Wat zijn voorbeelden van het gebruik van grafieken om woordproblemen op te lossen?

Wat zijn voorbeelden van het gebruik van grafieken om woordproblemen op te lossen?
Anonim

Hier is een eenvoudig voorbeeld van een woordprobleem waar grafiek helpt.

Vanaf een punt #EEN# op een weg op tijd # T = 0 # een auto startte een beweging met een snelheid S = # U # gemeten in sommige eenheden van lengte per tijdseenheid (zeg, meters per seconde).

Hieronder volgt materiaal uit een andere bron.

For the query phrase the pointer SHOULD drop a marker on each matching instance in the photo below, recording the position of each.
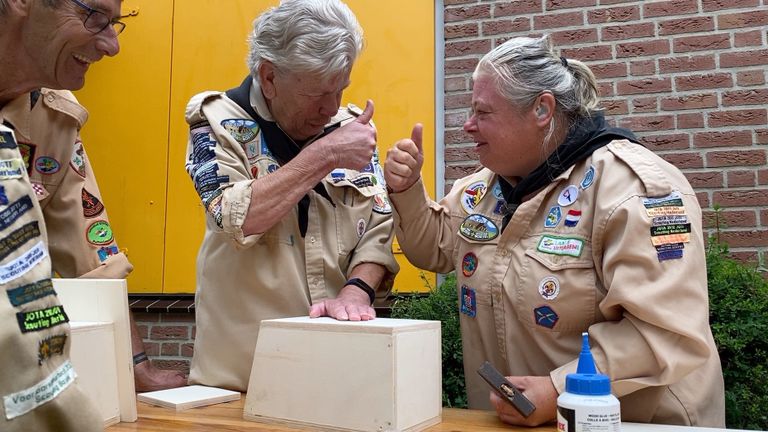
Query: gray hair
(526, 67)
(321, 37)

Later, op tijd # T = T # (met dezelfde tijdseenheden als hiervoor, zoals seconden) begon een andere auto met dezelfde snelheid in dezelfde richting langs dezelfde weg te rijden # S = V # (gemeten in dezelfde eenheden, zeg, meters per seconde).

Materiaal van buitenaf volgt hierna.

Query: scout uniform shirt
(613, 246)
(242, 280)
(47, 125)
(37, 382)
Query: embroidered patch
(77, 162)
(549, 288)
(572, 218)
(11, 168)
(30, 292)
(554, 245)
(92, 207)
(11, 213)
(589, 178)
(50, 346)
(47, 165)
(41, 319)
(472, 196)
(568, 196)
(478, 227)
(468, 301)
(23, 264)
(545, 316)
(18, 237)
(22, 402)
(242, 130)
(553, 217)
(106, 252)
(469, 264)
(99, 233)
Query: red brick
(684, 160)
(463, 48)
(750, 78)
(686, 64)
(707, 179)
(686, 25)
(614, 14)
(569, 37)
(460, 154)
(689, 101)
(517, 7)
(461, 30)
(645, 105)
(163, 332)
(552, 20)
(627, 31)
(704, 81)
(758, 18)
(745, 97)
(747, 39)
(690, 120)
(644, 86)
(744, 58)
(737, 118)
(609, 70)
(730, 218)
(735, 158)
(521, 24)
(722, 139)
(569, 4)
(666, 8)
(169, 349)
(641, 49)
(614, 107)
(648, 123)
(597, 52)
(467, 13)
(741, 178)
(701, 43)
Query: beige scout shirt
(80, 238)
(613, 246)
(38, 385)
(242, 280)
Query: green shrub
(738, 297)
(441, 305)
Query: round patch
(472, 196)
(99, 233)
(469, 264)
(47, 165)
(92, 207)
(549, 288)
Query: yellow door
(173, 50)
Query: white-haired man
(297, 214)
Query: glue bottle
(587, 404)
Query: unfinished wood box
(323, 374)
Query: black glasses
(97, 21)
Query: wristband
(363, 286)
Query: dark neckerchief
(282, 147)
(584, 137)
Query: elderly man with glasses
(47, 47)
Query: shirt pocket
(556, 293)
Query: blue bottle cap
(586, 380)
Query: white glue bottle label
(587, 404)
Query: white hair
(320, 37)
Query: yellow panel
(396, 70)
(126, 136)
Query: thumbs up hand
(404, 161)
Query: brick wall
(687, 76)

Op welk moment de tweede auto vangt op de eerste, dat is allebei op dezelfde afstand van punt #EEN#?

Oplossing

Het is logisch om een functie te definiëren die een afhankelijkheid van de afstand vertegenwoordigt # Y # elke tijd door elke auto bedekt # T #.

De eerste auto begon om # T = 0 # en bewogen met een constante snelheid S = # U #. Daarom lijkt voor deze auto de lineaire vergelijking die deze afhankelijkheid uitdrukt, er uit te zien #Y (t) = U * t #.

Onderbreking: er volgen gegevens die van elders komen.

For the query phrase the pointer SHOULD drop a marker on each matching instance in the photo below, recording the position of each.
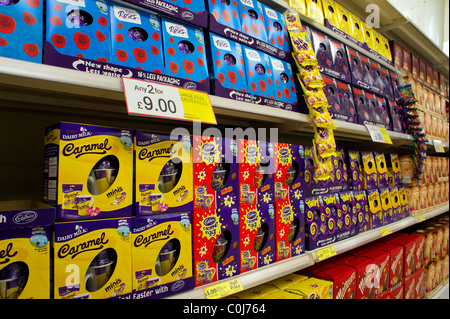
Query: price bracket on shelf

De tweede auto is later gestart # T # tijdseenheden. Dus voor de eerste # T # eenheden bedekte het geen afstand, dus #Y (t) = 0 # voor #t <= T #. Dan begint het met een snelheid te bewegen # V #, dus het is een vergelijking van beweging #Y (t) = V * (t-T) # voor #t> T #. In dit geval wordt een functie gedefinieerd door twee verschillende formules op twee verschillende segmenten van het argument # T # (tijd).

Algebraïsch kan de oplossing voor dit probleem worden gevonden door een vergelijking op te lossen

# U * t = V * (t-T) #

dat resulteert in

# T = (V * T) / (V-U) #

Duidelijk, # V # moet groter zijn dan # U # (anders zou de tweede auto nooit de eerste inhalen).

Laten we concrete cijfers gebruiken:

# U = 1 #

# V = 3 #

# T = 2 #

Dan is de oplossing:

# T = (3 * 2) / (3-1) = 3 #

Als we niet zo goed thuis zijn in Algebra en vergelijkingen om de bovenstaande vergelijking te construeren, kunnen we grafieken van deze twee functies gebruiken om het probleem te visualiseren.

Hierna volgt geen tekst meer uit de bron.